Quote:To me, science is very important (and its being very positively contributive with all the psychedelic researches lately) but it has its limits.. We need to recognize it, but in the case of our psychedelic-community discussion, rather have the lead role being shared by balanced reasoned people of all orientations, accepting that there is a diversity here. We cant say Rick Strassman Or Rick Doblin are more important to the community or more representative than Stan Grof or Christian Raetsch (or Alex Grey or Ralph Abraham or...). Its good to know about the receptors and so on, but its also good to know what subjectively such and such people feel about this experience and how it relates to their life and context, the historical aspects, the self experimentations, the trip reports and hypothesis of each individual, qualitative analysis of this whole psychedelic phenomenon, etc...

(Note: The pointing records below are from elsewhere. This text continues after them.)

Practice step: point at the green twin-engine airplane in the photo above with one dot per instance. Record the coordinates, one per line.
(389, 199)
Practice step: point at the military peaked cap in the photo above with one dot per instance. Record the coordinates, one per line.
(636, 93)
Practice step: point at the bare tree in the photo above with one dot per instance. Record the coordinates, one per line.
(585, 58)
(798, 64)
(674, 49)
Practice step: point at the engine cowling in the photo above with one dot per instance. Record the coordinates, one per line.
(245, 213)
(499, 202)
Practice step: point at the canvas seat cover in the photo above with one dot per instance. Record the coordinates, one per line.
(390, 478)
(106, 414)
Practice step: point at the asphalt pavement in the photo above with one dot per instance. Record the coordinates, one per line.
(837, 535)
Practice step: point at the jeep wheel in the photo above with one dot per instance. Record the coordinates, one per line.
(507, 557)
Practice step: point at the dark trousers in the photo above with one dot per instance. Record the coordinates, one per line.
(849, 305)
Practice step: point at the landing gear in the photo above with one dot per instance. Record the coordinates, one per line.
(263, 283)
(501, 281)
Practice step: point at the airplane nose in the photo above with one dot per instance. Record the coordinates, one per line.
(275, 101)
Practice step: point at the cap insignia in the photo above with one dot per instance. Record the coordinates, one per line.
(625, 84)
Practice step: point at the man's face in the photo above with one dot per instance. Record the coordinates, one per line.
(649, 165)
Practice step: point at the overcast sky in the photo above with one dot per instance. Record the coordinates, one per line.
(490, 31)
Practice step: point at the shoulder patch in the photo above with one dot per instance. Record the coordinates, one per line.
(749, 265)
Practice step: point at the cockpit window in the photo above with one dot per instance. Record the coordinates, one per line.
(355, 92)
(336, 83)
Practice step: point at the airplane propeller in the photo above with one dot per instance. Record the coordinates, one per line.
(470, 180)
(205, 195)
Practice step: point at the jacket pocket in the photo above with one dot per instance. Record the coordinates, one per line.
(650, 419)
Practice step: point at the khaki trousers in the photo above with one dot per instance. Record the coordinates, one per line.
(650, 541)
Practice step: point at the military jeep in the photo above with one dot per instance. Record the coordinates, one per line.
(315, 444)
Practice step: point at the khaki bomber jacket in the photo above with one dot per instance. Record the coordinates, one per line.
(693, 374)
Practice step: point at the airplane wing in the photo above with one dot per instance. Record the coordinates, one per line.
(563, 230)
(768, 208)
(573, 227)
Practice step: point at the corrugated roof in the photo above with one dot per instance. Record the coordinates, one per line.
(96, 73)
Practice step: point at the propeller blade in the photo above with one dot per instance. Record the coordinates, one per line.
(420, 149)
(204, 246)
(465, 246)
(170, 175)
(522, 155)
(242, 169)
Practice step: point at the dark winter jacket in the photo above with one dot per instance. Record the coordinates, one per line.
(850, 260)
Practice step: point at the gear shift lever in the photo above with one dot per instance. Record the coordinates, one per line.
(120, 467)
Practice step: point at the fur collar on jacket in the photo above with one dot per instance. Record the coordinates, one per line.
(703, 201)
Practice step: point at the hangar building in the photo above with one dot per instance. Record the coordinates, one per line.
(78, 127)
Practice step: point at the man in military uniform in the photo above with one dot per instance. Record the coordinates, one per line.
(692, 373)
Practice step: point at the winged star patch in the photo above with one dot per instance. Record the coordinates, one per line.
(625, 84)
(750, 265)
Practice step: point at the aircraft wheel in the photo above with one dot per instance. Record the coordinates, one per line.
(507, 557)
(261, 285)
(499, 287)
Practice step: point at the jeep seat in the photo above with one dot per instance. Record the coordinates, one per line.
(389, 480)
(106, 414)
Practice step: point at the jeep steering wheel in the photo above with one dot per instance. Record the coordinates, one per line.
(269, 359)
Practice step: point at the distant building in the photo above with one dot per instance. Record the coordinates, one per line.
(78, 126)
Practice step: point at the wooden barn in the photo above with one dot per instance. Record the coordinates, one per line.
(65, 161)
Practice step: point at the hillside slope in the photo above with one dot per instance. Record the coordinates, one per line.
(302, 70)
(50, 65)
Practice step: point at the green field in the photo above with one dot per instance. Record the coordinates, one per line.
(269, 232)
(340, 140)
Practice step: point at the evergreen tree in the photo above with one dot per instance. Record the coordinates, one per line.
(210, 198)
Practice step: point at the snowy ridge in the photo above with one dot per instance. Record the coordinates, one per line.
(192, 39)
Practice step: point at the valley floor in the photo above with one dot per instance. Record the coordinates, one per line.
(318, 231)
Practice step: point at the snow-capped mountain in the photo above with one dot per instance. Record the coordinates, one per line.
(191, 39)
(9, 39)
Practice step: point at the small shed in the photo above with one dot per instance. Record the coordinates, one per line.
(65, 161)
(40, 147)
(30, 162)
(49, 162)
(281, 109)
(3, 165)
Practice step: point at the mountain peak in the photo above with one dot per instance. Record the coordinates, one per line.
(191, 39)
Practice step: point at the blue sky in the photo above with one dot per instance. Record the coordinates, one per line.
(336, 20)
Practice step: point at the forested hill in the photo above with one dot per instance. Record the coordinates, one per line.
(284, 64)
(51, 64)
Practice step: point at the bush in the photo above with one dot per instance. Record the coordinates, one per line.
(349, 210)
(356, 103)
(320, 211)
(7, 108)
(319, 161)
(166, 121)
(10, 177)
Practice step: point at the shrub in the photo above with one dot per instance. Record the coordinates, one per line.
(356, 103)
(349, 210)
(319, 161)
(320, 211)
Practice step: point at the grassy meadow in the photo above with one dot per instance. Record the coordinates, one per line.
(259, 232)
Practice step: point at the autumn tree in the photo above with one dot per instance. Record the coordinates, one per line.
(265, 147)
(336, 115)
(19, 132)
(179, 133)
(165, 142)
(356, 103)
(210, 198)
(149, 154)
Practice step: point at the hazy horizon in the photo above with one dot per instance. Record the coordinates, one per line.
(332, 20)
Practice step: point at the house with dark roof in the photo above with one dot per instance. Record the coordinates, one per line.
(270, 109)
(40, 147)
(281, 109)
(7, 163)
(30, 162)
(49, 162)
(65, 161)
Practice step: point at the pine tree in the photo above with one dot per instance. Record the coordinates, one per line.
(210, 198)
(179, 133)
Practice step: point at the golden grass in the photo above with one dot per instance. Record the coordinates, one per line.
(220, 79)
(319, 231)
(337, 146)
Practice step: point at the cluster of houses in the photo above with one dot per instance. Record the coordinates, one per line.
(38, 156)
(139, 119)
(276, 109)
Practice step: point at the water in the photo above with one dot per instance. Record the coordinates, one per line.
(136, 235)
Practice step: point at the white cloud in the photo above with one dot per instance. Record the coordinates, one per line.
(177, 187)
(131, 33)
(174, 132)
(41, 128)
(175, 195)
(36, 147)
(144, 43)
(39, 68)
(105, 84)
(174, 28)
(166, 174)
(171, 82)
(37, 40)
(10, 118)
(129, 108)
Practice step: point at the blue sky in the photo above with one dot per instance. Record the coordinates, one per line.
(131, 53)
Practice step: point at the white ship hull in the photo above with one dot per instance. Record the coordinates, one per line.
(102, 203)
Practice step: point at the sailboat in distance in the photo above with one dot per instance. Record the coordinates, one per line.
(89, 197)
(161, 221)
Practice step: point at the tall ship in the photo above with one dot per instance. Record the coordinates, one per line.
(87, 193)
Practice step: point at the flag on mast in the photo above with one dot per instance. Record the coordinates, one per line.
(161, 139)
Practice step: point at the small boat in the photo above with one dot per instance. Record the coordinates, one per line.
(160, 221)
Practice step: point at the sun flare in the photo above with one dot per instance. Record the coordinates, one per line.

Well there is definitely a role for individuals to bridge the gap between science and the public as well as try and put it all together and make sense of it all. Those kind of individuals are essential. My problem is when some of the current or past spokepersons of the psychedelic movement who start from the assumption that either spiritual beliefs are true or that psychedelics proved their spiritual beliefs are now true and then explain the entire benefit and purpose of psychedelics based on that asssumption. Its not how a good discourse into discovering the truth works. I think in many cases some individuals have done more harm then good. Although its a mixed blessing. They spread the word but its often a very confusing and sometimes completely incoherant message.